Run the following lines of code to load the packages. (Do put these in your scripts, and near the top)
```
library(tibble)
library(gapminder)
```
Take a look at the packages under the "Global Environment" tab to see the new objects that have just been made available to us. PS: you'll notice `mtcars` is not in our workspace/environment, yet we can still access it -- where does `mtcars` live?
Try the following two approaches to access information about the `tibble` package. Run the lines one-at-a-time. Vignettes are your friend, but do not always exist.
```
?tibble
browseVignettes(package = "tibble")
```
Print out the `gapminder` object to screen. It's a tibble -- how does it differ from a data frame in terms of how it's printed?
Because a tibble is a data frame, our exploration functions still work on it.

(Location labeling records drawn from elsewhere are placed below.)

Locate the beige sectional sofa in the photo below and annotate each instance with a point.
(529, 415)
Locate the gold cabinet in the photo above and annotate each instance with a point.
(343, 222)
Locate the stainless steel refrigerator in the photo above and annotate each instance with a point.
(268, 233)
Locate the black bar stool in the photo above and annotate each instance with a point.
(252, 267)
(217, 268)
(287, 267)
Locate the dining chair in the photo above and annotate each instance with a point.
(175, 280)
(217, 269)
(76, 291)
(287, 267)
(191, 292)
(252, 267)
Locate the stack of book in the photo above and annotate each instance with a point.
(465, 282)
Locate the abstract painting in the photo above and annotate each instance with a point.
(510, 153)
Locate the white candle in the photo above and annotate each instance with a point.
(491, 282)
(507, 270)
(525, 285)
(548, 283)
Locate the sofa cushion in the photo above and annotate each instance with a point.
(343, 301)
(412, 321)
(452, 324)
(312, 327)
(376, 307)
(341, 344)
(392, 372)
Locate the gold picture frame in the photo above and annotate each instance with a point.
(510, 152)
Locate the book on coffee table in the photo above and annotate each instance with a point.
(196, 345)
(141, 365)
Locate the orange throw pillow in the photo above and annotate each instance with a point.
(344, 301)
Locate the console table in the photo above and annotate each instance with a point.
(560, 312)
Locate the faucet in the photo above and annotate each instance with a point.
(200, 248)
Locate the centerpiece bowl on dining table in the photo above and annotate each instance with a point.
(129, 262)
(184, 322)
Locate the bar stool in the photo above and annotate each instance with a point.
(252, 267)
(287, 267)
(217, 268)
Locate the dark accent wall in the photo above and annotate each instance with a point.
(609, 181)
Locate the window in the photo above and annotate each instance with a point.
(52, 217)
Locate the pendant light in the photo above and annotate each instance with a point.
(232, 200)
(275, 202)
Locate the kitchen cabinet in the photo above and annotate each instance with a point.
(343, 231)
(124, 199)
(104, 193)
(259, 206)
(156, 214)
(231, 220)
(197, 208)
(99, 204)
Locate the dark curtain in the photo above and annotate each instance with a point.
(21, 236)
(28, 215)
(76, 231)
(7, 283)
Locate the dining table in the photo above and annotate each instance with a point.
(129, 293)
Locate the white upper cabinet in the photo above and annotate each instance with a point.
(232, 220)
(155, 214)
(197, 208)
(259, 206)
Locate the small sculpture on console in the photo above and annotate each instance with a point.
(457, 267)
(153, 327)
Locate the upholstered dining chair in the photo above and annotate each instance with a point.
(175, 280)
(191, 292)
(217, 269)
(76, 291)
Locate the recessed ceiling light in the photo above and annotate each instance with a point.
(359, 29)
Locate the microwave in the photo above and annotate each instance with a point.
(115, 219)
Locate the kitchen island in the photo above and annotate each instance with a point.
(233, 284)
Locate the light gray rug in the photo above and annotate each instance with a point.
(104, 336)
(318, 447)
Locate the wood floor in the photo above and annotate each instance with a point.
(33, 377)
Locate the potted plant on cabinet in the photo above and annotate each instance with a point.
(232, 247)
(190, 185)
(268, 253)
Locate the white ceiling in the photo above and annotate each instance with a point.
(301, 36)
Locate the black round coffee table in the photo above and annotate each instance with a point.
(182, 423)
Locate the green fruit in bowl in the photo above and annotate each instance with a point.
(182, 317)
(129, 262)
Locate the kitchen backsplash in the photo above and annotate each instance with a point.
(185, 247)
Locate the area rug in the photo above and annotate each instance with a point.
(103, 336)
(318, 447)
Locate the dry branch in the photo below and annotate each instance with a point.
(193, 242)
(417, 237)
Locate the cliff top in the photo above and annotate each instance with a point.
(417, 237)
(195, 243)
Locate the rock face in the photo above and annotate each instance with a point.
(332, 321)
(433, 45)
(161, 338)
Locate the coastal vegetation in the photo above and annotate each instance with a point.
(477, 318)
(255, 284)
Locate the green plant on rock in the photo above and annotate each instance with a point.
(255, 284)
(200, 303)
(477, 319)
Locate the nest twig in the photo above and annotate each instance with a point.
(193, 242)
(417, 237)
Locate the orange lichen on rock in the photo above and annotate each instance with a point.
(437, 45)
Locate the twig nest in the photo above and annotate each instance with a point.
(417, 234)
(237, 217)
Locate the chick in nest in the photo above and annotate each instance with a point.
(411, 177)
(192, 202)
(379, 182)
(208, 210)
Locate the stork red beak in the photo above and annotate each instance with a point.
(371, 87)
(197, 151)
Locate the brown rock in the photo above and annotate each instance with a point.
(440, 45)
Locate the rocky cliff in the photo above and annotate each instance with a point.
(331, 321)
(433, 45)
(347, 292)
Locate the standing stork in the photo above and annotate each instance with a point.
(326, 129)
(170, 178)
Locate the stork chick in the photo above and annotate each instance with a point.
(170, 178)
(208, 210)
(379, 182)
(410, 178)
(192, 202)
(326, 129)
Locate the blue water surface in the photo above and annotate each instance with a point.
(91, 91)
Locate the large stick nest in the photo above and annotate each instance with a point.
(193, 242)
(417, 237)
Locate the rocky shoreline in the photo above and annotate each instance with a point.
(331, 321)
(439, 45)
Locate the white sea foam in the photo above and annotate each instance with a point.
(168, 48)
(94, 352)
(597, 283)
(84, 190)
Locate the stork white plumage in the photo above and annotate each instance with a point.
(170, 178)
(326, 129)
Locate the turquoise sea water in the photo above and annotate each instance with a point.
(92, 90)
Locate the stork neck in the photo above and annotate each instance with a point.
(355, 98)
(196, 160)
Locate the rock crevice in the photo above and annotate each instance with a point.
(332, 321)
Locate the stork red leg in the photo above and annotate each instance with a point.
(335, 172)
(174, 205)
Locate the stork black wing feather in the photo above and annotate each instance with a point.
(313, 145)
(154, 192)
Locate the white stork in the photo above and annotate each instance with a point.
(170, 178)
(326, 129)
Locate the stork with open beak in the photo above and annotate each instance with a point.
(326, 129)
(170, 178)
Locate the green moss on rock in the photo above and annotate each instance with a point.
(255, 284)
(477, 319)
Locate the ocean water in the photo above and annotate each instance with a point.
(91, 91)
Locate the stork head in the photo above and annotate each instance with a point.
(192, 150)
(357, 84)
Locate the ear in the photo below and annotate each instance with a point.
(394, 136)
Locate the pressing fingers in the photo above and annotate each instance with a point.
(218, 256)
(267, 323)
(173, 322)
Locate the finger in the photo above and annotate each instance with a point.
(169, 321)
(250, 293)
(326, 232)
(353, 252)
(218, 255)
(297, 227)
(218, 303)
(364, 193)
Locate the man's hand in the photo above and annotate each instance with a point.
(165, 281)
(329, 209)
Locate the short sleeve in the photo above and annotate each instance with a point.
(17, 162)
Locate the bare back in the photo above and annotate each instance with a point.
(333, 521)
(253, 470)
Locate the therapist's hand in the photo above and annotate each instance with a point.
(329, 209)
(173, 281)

Try some.
### Two slogans to understand computations in R (6 min)
(We probably won't have time to cover this, and that's OK -- I'm leaving it here for you to peruse if you are interested).

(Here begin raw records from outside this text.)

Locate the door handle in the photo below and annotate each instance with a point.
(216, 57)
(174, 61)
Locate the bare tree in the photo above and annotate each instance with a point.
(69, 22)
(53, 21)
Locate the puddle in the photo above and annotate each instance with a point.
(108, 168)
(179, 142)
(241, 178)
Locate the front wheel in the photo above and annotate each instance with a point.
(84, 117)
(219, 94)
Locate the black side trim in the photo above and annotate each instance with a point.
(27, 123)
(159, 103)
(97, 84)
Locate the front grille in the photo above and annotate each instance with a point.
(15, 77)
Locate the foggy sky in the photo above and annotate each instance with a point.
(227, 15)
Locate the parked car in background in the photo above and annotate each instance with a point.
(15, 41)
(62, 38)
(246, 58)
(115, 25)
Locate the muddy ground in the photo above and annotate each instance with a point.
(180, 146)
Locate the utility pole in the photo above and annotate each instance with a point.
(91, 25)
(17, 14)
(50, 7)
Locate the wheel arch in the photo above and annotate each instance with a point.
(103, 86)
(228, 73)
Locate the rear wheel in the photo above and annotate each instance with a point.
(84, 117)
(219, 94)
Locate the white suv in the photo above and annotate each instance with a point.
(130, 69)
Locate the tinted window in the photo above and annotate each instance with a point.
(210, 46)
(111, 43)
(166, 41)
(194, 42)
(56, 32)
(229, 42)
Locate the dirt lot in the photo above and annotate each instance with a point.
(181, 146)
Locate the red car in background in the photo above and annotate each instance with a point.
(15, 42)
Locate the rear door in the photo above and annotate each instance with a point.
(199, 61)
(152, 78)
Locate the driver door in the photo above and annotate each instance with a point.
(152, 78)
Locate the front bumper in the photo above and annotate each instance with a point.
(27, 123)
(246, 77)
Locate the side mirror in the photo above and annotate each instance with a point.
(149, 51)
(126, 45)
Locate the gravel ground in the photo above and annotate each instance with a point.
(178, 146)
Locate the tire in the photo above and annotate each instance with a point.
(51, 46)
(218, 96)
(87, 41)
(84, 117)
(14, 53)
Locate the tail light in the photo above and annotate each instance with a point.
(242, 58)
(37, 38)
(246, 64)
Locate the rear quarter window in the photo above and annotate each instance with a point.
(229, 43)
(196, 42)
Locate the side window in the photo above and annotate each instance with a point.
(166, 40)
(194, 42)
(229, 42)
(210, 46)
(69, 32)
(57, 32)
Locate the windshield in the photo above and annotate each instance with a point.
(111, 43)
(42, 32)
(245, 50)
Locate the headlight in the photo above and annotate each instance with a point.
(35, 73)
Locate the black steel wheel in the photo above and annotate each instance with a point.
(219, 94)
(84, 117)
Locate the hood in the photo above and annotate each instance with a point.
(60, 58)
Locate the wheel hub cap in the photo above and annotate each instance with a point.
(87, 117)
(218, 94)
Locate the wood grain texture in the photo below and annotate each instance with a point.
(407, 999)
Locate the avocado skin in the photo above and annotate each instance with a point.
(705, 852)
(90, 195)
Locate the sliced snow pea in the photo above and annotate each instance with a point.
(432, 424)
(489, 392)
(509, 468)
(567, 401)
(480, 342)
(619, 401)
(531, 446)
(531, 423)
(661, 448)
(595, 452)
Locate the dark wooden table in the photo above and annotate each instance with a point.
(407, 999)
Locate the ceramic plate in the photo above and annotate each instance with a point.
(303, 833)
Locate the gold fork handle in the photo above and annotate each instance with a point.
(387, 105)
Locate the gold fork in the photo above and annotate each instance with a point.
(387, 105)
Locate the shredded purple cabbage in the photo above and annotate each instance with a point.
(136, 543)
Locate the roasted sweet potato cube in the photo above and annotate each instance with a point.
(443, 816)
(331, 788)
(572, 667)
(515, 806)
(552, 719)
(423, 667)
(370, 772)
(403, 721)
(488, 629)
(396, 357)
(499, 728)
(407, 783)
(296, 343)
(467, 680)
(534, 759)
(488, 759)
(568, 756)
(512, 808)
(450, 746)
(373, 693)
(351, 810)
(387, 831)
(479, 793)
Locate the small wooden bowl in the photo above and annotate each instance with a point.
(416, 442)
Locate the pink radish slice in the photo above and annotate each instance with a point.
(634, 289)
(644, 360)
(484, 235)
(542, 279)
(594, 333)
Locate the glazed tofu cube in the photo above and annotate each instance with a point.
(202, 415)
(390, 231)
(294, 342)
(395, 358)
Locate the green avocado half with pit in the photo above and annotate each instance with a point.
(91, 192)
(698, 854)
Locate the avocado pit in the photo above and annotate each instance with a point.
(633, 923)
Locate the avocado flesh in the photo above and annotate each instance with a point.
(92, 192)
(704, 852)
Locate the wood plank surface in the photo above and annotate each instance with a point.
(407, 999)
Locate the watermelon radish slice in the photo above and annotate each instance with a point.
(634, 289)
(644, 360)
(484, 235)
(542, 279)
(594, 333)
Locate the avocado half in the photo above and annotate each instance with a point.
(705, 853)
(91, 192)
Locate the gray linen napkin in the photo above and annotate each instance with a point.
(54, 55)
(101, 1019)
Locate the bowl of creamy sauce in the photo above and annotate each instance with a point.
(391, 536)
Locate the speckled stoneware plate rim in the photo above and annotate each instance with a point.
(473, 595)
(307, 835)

John Chambers eloquently sums up using R:
> To understand computations in R, two slogans are helpful:
>
> - Everything that exists is an object.
> - Everything that happens is a function call.
These are useful to remember to prevent us from getting confused.

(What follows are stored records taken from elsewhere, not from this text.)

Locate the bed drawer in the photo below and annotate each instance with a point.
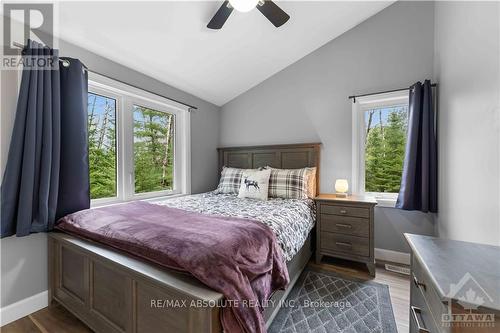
(421, 319)
(421, 281)
(345, 211)
(346, 225)
(359, 246)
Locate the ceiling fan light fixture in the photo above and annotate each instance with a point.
(243, 5)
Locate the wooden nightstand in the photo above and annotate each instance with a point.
(344, 228)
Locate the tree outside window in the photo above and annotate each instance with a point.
(385, 142)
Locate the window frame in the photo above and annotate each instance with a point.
(126, 97)
(359, 107)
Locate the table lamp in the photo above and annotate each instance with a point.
(341, 187)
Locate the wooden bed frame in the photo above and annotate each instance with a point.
(111, 291)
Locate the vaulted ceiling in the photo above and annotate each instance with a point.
(170, 42)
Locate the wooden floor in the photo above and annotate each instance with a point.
(56, 319)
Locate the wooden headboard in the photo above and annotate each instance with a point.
(289, 156)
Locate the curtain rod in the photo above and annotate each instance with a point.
(191, 107)
(384, 92)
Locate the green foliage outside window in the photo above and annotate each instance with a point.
(102, 146)
(385, 148)
(153, 150)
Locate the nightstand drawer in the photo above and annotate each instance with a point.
(347, 225)
(347, 244)
(345, 210)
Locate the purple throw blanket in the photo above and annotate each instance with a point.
(239, 258)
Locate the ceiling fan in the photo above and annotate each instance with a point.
(268, 8)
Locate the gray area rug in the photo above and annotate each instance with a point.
(323, 301)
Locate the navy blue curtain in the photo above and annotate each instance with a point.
(47, 173)
(419, 182)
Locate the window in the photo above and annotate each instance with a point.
(138, 143)
(379, 141)
(102, 146)
(153, 150)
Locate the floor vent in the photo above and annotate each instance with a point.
(397, 269)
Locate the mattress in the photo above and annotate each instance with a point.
(291, 220)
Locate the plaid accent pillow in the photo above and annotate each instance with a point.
(290, 183)
(230, 181)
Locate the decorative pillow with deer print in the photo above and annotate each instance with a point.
(254, 184)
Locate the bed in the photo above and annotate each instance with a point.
(113, 291)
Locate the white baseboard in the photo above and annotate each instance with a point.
(392, 256)
(23, 307)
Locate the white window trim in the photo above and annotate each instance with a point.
(359, 107)
(126, 97)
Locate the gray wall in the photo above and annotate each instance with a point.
(24, 260)
(307, 101)
(467, 61)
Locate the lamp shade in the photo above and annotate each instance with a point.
(243, 5)
(341, 185)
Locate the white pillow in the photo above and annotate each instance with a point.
(254, 184)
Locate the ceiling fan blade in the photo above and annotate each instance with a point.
(273, 13)
(221, 16)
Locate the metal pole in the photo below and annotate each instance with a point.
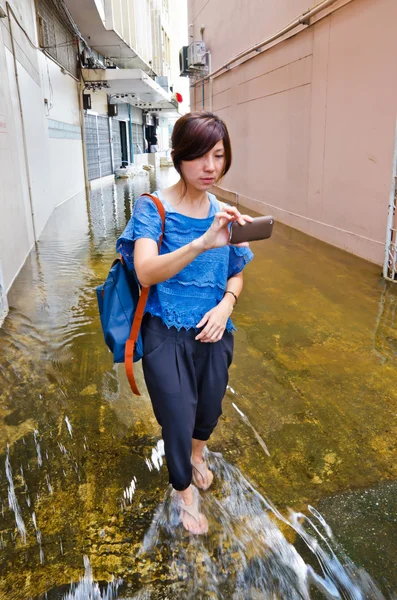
(131, 135)
(82, 126)
(211, 79)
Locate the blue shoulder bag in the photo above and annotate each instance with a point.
(121, 302)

1. Everything that exists is an object.
This is not obvious when we look at the output of, say, `str()`:
``` r
str(mtcars)
#> 'data.frame': 32 obs. of 11 variables:
#> $ mpg : num 21 21 22.8 21.4 18.7 18.1 14.3 24.4 22.8 19.2 ...
#> $ cyl : num 6 6 4 6 8 6 8 4 4 6 ...
#> $ disp: num 160 160 108 258 360 ...
#> $ hp : num 110 110 93 110 175 105 245 62 95 123 ...
#> $ drat: num 3.9 3.9 3.85 3.08 3.15 2.76 3.21 3.69 3.92 3.92 ...
#> $ wt : num 2.62 2.88 2.32 3.21 3.44 ...
#> $ qsec: num 16.5 17 18.6 19.4 17 ...
#> $ vs : num 0 0 1 1 0 1 0 1 1 1 ...
#> $ am : num 1 1 1 0 0 0 0 0 0 0 ...
#> $ gear: num 4 4 4 3 3 3 3 4 4 4 ...
#> $ carb: num 4 4 1 1 2 1 4 2 2 4 ...
```
The stuff you see is simply printed to screen, not an object! The actual object is `NULL`:
``` r
foo <- str(mtcars)
#> 'data.frame': 32 obs. of 11 variables:
#> $ mpg : num 21 21 22.8 21.4 18.7 18.1 14.3 24.4 22.8 19.2 ...
#> $ cyl : num 6 6 4 6 8 6 8 4 4 6 ...
# ...(snip)...
foo
#> NULL
```
The output of `summary()` is actually a "table" object (something not often used in R). Let's coerce it to character data:
``` r
foo <- summary(mtcars)
as.character(foo)
#> [1] "Min. :10.40 " "1st Qu.:15.43 " "Median :19.20 "
#> [4] "Mean :20.09 " "3rd Qu.:22.80 " "Max. :33.90 "
#> [7] "Min. :4.000 " "1st Qu.:4.000 " "Median :6.000 "
#> [10] "Mean :6.188 " "3rd Qu.:8.000 " "Max. :8.000 "
#> [13] "Min. : 71.1 " "1st Qu.:120.8 " "Median :196.3 "
#> [16] "Mean :230.7 " "3rd Qu.:326.0 " "Max. :472.0 "
# ...(snip)...
```
2. Everything that happens is a function call.
Did you know that operators like `+` are actually functions? The "plus" function is literally `` `+`() ``, and accepts two arguments.
Here is what's actually happening when we call `5 + 2`:
``` r
`+`(5, 2)
#> [1] 7
```
Want a challenge? What's the difference between the `` `(`() `` function and the `` `{`() `` function? Hint check the documentation with `` ?`{` ``.
## Finishing up (5 min)
1. Highly recommended: [Don't save your workspace](https://www.r-bloggers.com/using-r-dont-save-your-workspace/) when you quit RStudio. Make this a default:
- Go to "RStudio" -> "Preferences..." -> "General"
- Uncheck "restore .RData into workspace on startup"
- Select: "Save workspace to RData on exit:" Never
2. Push your final script to GitHub (you can do this in a simple way by dragging the file onto your respository homepage).
Don't forget! There's an office hour after every class, held upstairs in ESB 3174.